YouNotSneaky! said...

'So much for prattle about competitive markets yielding efficient outcomes. '

What in the world does this have to do with competitive markets or even efficiency?

Robert Vienneau said...

"Efficiency", as used in the first fundamental theorem of welfare, is only defined if people have preferences, that is, one total order over the set of allocations.

YouNotSneaky! said...

Right, so your post has nothing to do with efficiency since it makes it impossible to define in the first place.

YouNotSneaky! said...

In other words competitive markets will not yield efficient outcomes (since efficiency is undefinable) but neither will any other social arrangements. So you could've just as well written:
"So much for prattle about socialism yielding efficient outcomes"
"So much for prattle about small scale husbandry and subsistence farming yielding efficient outcomes"
"So much for prattle about techno utopia yielding efficient outcomes"

Neverfox said...


Yes, he could have but none of those statements have the pride of place of being "fundamental theorems of welfare economics". Perhaps when they achieve that status, Robert will end his essays with them.

YouNotSneaky! said...

Yeah, but that's only because the socialists lost the Socialist Calculation Debate (empirically and theoretically). It's worth remembering that in the first half of 20th century the debate really was conducted in those kinds of terms - of relative efficiency of capitalism vs. socialism. For Oskar Lange or Abba Lerner the General Equilibrium system was just a series of equations that the central planner should solve in order to be efficient. It was only when subsequent events made the claim of socialism as more efficient seem absurd, did the socialists drop efficiency as a criteria and effectively said "let's talk about something else".

Or think of this in a different ways. Austrian economists tend to insist that the market is always "good", no matter what kind of real life inefficiencies it might produce because .... well, because they've defined their terms in a way that efficiency is basically undefinable unless you equate it with the market outcome. Robert's doing a similar thing here. He's defining things so that the very concept of efficiency is not possible and then, hop, skip, jump, to the conclusion that the market is not efficient.

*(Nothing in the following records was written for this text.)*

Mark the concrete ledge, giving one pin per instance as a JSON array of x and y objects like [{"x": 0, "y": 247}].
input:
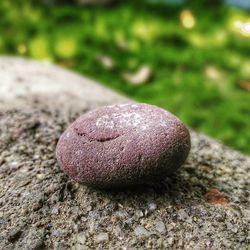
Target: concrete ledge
[{"x": 205, "y": 205}]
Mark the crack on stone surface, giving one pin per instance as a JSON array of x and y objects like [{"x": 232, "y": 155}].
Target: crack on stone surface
[{"x": 91, "y": 139}]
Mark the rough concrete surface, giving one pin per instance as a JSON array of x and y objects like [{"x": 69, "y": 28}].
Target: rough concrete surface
[{"x": 205, "y": 205}]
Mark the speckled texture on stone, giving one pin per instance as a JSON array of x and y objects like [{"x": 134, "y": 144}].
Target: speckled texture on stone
[
  {"x": 123, "y": 145},
  {"x": 41, "y": 208}
]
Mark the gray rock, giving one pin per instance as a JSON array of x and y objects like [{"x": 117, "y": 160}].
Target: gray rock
[
  {"x": 37, "y": 103},
  {"x": 122, "y": 145}
]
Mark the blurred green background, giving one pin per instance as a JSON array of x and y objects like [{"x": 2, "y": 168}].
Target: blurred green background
[{"x": 190, "y": 57}]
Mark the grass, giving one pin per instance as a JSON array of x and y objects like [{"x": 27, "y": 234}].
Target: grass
[{"x": 194, "y": 71}]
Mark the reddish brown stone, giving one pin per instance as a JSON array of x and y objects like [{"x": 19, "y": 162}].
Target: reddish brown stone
[{"x": 123, "y": 145}]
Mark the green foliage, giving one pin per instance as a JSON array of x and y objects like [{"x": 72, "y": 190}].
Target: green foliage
[{"x": 194, "y": 71}]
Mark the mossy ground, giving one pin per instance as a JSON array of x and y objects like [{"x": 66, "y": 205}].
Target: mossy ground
[{"x": 194, "y": 71}]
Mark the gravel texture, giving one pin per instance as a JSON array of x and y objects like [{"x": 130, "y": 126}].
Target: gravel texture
[
  {"x": 123, "y": 145},
  {"x": 205, "y": 205}
]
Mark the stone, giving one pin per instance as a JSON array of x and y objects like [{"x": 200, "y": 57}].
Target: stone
[
  {"x": 191, "y": 221},
  {"x": 123, "y": 145}
]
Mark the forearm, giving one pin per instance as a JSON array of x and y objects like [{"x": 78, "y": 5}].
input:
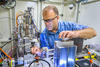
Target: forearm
[{"x": 86, "y": 33}]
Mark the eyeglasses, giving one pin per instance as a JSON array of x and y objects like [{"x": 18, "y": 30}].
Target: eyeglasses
[{"x": 49, "y": 20}]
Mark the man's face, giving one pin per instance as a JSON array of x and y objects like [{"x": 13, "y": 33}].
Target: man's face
[{"x": 50, "y": 20}]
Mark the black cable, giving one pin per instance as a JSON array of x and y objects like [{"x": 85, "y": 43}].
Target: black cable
[{"x": 39, "y": 60}]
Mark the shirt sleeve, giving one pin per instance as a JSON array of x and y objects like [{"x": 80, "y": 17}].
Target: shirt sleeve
[{"x": 43, "y": 40}]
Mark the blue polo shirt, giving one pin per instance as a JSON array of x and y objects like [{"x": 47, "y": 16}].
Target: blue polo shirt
[{"x": 47, "y": 38}]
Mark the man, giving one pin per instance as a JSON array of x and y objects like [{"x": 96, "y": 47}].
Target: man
[{"x": 57, "y": 30}]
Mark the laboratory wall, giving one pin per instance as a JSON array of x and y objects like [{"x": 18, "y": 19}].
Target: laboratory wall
[{"x": 90, "y": 15}]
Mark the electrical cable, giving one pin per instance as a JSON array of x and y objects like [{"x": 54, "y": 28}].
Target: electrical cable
[{"x": 39, "y": 60}]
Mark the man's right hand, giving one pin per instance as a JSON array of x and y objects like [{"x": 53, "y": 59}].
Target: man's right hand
[{"x": 35, "y": 50}]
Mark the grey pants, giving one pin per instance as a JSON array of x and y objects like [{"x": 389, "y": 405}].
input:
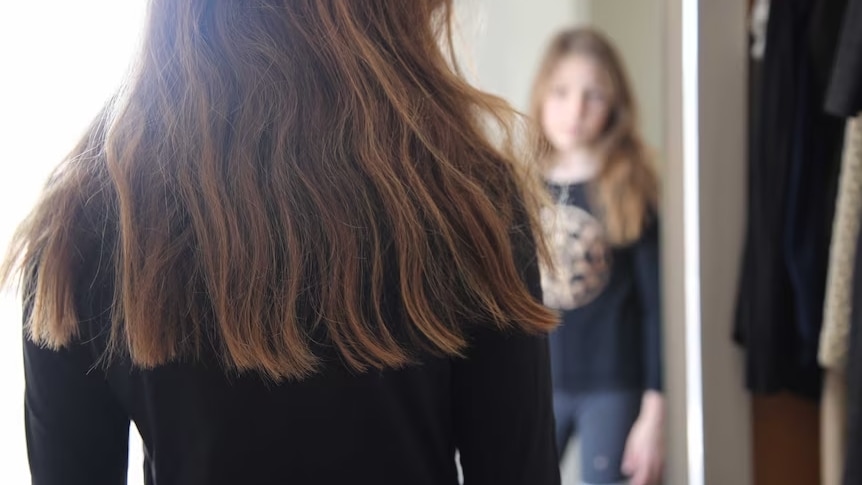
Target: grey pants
[{"x": 602, "y": 421}]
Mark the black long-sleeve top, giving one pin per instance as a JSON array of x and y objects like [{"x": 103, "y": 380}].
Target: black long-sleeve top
[
  {"x": 202, "y": 426},
  {"x": 610, "y": 335}
]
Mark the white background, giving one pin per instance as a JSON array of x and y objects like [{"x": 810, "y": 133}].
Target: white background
[{"x": 59, "y": 60}]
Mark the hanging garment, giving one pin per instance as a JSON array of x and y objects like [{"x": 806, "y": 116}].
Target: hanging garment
[
  {"x": 763, "y": 321},
  {"x": 794, "y": 160},
  {"x": 845, "y": 90},
  {"x": 836, "y": 313},
  {"x": 818, "y": 143}
]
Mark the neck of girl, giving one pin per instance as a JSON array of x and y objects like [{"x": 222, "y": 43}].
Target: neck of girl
[{"x": 575, "y": 166}]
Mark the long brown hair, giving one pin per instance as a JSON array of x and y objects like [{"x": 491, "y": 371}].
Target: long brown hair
[
  {"x": 625, "y": 190},
  {"x": 280, "y": 172}
]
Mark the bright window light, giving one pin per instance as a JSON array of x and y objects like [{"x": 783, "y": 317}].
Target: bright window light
[{"x": 60, "y": 60}]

I'll take my boring neoclassical theory where there is a clear definition of efficiency and it's possible for markets to sometimes produce efficient outcomes and sometimes produce inefficient outcomes. At least that way one's not ruling out one possibility by assumption and holding one's thumb on the scales.

Robert Vienneau said...

Nor do I "conclu[de] that the market is not efficient." And anybody aware of the history of the left can point to some arguing in any period for communism or socialism on other grounds than "efficiency".

James said...

Nor do I "conclu[de] that the market is not efficient."

Fair point. You only dimiss the opposing view as "prattle."

On a more serious note, if you intend posts like this as attacks on mainstream economics, you missed. Mainstream economists don't really believe that their models are true with a capital t. They only believe that their models are less bad than alternative models at generating predictions that resemble reality. So well crafted special cases, numerical examples, and the like won't really do what I think you are trying to do.

You can certainly demonstrate that mainstream economics fails according to other standards of your own choosing.

Here, you've shown that if a person lacks marginal rates of substitution across the aspects by which outcomes are judged, the person lacks transitive preferences across the full set of outcomes. No argument.

But when you embed such a trivial claim in such a lengthy post, you risk giving the reader the impression that you've shown something significant.